A year ago, I moved back to the farm, renting a 100-year-old cottage from my folks. The view, though, has changed. Forty years of filbert farming, my parents decided, was enough: in October, a massive machine claw arrived and, in two days, tore out decades of hard work and history, casting the trees into the nearby gully like a child’s forgotten game of pick-up sticks. They sold the acreage to Rex Hill and A to Z Wineworks for pinot noir grapes. 

For weeks, I couldn’t bear to climb the Hill to where our shady groves of filberts once stood. But one day friends at the winery invited me up. The steep ascent hadn’t gotten any easier; a glaze of sweat coated my face as I crested the Hill and stopped among the newly planted pinot noir vines. I breathed deep as I gazed around. Where an undulating, verdant wave of trees once stood was now a patchwork of radically pruned, shrublike stumps bedecked with new growth, a section of deadwood
utterly overtaken by blight, and an expanse of fairly healthy trees—perhaps 10 acres—that remains the orchard’s only relatively intact section. Two walnut trees that once hid among the biggest filberts now stand like sentinels, a fine place for the sunset.

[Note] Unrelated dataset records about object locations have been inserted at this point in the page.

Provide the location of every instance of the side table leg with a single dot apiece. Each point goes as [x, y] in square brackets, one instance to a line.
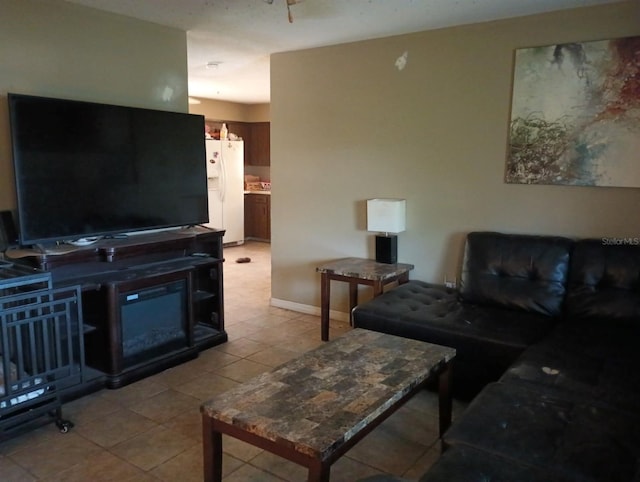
[212, 451]
[445, 399]
[353, 299]
[325, 295]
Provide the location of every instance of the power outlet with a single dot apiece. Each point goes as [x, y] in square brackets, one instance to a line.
[450, 283]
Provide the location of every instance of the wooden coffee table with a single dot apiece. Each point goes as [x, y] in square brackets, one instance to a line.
[313, 409]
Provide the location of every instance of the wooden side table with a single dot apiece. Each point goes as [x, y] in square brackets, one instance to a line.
[356, 271]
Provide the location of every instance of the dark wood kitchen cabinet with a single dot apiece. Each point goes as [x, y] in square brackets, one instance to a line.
[259, 151]
[257, 216]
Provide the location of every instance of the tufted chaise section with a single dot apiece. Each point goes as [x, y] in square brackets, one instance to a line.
[604, 282]
[568, 407]
[488, 328]
[516, 272]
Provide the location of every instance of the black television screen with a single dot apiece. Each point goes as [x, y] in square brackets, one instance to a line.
[85, 169]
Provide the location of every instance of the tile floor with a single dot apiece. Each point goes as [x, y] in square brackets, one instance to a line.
[150, 430]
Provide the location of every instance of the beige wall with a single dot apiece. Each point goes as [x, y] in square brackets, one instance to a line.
[346, 125]
[57, 49]
[231, 111]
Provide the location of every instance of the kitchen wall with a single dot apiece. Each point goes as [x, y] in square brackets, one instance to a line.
[230, 111]
[347, 125]
[58, 49]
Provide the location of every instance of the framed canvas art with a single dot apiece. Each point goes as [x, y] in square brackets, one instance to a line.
[575, 114]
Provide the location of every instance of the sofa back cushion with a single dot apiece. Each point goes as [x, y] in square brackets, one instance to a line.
[516, 271]
[604, 282]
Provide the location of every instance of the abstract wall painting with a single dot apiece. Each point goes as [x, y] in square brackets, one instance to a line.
[575, 115]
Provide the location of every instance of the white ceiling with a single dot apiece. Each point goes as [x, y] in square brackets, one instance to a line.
[241, 34]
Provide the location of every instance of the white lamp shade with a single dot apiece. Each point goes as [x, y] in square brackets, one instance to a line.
[386, 215]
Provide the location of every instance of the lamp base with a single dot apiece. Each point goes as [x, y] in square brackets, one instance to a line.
[387, 248]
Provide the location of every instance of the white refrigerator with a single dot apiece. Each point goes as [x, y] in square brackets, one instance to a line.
[225, 183]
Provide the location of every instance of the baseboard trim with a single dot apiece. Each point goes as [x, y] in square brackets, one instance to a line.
[308, 309]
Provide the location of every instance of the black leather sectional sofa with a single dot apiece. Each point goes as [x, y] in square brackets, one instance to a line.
[547, 332]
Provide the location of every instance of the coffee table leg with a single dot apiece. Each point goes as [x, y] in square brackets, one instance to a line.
[325, 295]
[319, 472]
[444, 399]
[212, 451]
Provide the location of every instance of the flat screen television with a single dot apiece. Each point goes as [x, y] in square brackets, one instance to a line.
[85, 169]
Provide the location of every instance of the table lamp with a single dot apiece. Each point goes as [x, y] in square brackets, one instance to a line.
[387, 218]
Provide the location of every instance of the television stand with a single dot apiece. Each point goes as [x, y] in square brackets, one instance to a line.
[149, 301]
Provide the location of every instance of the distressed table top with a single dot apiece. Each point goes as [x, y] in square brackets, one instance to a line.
[320, 400]
[364, 268]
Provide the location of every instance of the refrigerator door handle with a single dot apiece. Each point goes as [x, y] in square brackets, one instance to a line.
[223, 179]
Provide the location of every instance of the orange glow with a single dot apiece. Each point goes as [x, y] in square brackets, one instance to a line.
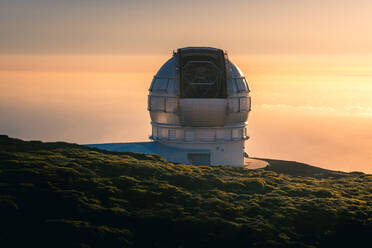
[314, 109]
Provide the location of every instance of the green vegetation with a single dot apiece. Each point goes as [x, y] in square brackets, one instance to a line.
[66, 195]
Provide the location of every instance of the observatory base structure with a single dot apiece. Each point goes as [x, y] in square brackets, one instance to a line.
[199, 104]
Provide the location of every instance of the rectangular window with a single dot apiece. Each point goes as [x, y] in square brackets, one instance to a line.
[199, 158]
[157, 103]
[189, 135]
[171, 104]
[243, 104]
[240, 84]
[161, 84]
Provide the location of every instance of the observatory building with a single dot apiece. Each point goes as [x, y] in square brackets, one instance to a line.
[199, 104]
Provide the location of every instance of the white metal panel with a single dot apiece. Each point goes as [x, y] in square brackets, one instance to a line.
[223, 134]
[189, 135]
[205, 135]
[172, 134]
[157, 103]
[163, 133]
[233, 105]
[243, 104]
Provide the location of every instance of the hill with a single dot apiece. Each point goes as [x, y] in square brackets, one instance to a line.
[66, 195]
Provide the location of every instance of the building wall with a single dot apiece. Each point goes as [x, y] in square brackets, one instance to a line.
[221, 153]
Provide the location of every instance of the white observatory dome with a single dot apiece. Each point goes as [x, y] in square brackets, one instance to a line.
[199, 104]
[200, 101]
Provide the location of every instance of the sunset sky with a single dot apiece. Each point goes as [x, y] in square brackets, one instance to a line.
[79, 70]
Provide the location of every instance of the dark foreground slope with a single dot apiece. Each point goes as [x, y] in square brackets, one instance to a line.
[65, 195]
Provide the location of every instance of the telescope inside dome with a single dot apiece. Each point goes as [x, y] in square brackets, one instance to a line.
[202, 72]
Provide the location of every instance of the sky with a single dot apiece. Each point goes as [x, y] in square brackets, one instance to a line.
[79, 70]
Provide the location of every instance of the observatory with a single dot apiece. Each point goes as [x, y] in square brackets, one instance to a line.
[199, 104]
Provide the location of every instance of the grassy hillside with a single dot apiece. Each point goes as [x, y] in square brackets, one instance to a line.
[66, 195]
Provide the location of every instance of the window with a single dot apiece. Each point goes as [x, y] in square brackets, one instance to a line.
[160, 84]
[240, 84]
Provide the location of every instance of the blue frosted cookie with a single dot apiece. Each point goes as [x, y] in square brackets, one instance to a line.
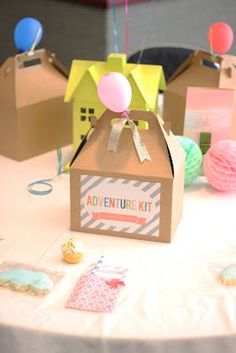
[228, 275]
[26, 280]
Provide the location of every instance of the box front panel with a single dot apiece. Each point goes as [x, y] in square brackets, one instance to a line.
[120, 205]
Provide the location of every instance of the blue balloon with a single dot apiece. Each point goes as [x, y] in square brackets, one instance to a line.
[25, 33]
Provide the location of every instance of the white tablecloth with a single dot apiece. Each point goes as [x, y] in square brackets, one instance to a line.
[172, 301]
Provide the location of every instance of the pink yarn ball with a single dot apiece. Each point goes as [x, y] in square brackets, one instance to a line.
[115, 92]
[220, 165]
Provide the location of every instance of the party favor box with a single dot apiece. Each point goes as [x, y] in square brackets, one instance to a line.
[33, 116]
[200, 100]
[115, 194]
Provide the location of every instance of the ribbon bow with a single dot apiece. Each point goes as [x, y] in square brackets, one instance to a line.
[115, 136]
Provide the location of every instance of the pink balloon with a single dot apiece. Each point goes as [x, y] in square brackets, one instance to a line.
[220, 37]
[115, 92]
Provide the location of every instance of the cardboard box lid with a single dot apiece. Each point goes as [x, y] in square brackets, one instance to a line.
[38, 77]
[196, 71]
[165, 151]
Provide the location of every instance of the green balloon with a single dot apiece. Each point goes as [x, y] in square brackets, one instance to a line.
[193, 159]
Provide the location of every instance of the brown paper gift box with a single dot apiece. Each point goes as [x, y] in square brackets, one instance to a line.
[115, 194]
[198, 71]
[33, 116]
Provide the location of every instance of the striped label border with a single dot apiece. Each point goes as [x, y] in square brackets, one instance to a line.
[127, 222]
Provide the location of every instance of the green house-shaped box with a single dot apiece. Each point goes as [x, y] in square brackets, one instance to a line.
[145, 80]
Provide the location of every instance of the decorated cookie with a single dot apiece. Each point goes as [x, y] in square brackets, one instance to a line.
[26, 280]
[73, 251]
[228, 275]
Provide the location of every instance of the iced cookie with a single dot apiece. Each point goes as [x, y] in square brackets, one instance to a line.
[26, 280]
[73, 251]
[228, 275]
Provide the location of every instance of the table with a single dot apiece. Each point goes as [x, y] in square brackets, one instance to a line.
[172, 301]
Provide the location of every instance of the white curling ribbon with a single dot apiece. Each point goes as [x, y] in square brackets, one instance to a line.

Surveying our tattered land and the new grapevines at my feet, sorrow yielded to certainty and hope. There will be new life here. The valley is as hardy as it was 15,000 years ago when, soil records show, wild hazelnuts dominated every vista. Now we’re planting heirloom apples and even some hops. Below, I could see the massive white barn where we once hand-sorted and dried our crop—now awaiting a new chapter as a small organic brewery. I’d never considered this view, this shifted perspective. Later as I descended, retracing my steps along that worn path up the Hill, I couldn’t help but recall William Blake’s sage words, from Proverbs of Hell: “The cut worm forgives the plow.”